Ed Rodriguez (ADB 1991–2007)

As ADB staff, Ed kept his hand in education, teaching on the side at his alma mater, Ateneo, and doing the Capstone course on management strategy. Before leaving ADB, Ed was asked by the group organizing Enderun Colleges to work with them. Enderun started as a training school for people wanting to work in the restaurant business, and was expanding. What started in a building near ADB in 2008 expanded into several new and purposebuilt buildings in McKinley Hill.


So when Ed retired in 2007, he started designing the curriculum for Enderun’s business school, getting approval from the Commission on Higher Education, and strategizing for the niche Enderun would serve in the market. Ed had asked Ateneo business students what they would do when they graduated—and was surprised to find that few of them had thought much about it. So his vision for Enderun was a business school that would help students prepare themselves from the start for their careers, by offering career-driven programs, a strategy he found appeals to parents and students.
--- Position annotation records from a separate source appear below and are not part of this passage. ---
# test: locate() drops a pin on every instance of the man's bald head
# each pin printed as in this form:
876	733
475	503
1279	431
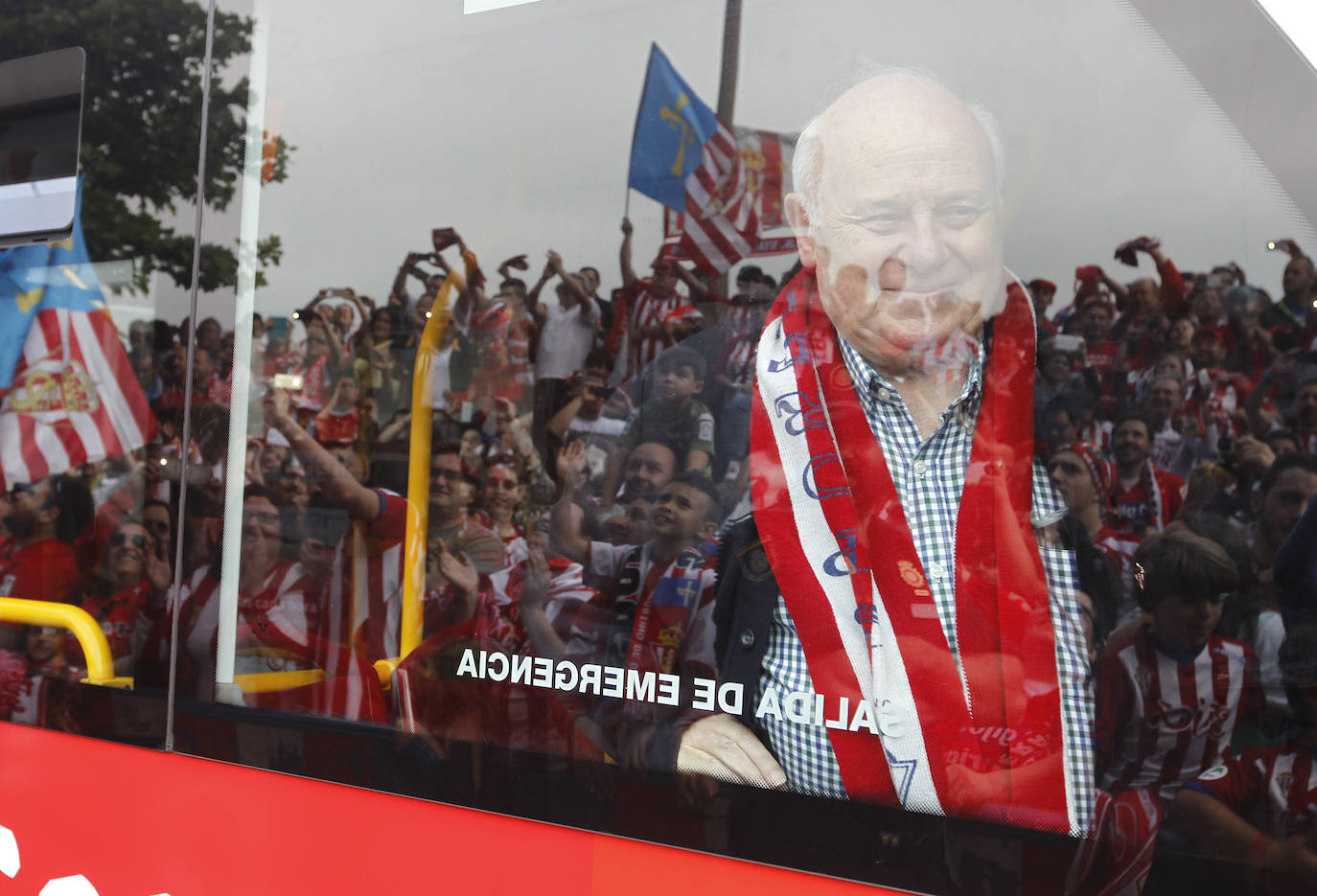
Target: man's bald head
897	213
893	90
Ed at the entrance to Enderun College.

The niches that Ed found for Enderun’s Business School are (1) wealth management; (2) business process management (for post-call center careers) and consulting; (3) digital marketing (internet), including such things as design and delivery of architectural work and customer relationship management; and (4) entrepreneurship, especially as small businesses are very prominent in the Philippines. Ed also believes the education should be highly practical, with experiential teaching and textbooks read as homework.
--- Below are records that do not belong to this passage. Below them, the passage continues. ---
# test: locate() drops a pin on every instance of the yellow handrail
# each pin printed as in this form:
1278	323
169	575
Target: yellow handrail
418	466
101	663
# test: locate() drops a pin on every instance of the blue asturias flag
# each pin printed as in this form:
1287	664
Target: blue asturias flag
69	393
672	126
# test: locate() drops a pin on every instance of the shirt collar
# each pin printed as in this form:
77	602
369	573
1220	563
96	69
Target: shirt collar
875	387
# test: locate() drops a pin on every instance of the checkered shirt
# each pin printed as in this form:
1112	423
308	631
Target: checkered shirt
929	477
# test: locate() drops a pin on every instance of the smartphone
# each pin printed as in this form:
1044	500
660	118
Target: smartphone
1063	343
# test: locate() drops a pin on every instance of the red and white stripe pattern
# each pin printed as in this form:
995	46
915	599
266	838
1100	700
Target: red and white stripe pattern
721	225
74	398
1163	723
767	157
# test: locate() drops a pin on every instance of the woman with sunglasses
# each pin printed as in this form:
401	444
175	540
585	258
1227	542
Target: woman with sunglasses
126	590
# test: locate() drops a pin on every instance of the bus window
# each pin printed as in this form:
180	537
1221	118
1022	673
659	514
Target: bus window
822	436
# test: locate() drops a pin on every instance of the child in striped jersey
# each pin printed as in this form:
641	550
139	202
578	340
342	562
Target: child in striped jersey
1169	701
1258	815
Students must put in 700 hours in practicum before graduating. To support this, the school has a large network of industry partners. Given the partnerships and the practicums, many students have jobs waiting from them when they leave school. The 6-year-old restaurant school has graduated 2 classes, and Enderun now has about 1,000 students.

Enderun has several connections to ADB, most often through spouses, including Chad Davis (in restaurant training), Jim Clarkson, Jingo Zara, Yayi Esguerra, and Hyun Jie Park Minc. Ed met many of the people involved in Enderun through its restaurant, which used to be close to ADB. The school attracts well-known specialists, such as Jun Palafox (who teaches design and planning). Robin Boumphrey, who also teaches at Enderun, has put his teaching salary back into scholarships for needy students.


Ed with culinary students at Enderun.

Enderun’s target clientele is from the upper middle class, given tuition fees, and includes better-off overseas workers whose children went to high school abroad, but want to return home for acculturation and further schooling. The student body is about 75% Filipinos and 25% others mostly Koreans. Enderun also offers some scholarships for less well off students. Ed, who is currently fully absorbed in his job as Enderun’s Dean of Business and Entrepreneurship, says ultimately he wants to devote more time to helping the underprivileged. And he still enjoys coming back to ADB occasionally, brainstorming with colleagues about ideas for the school and the future.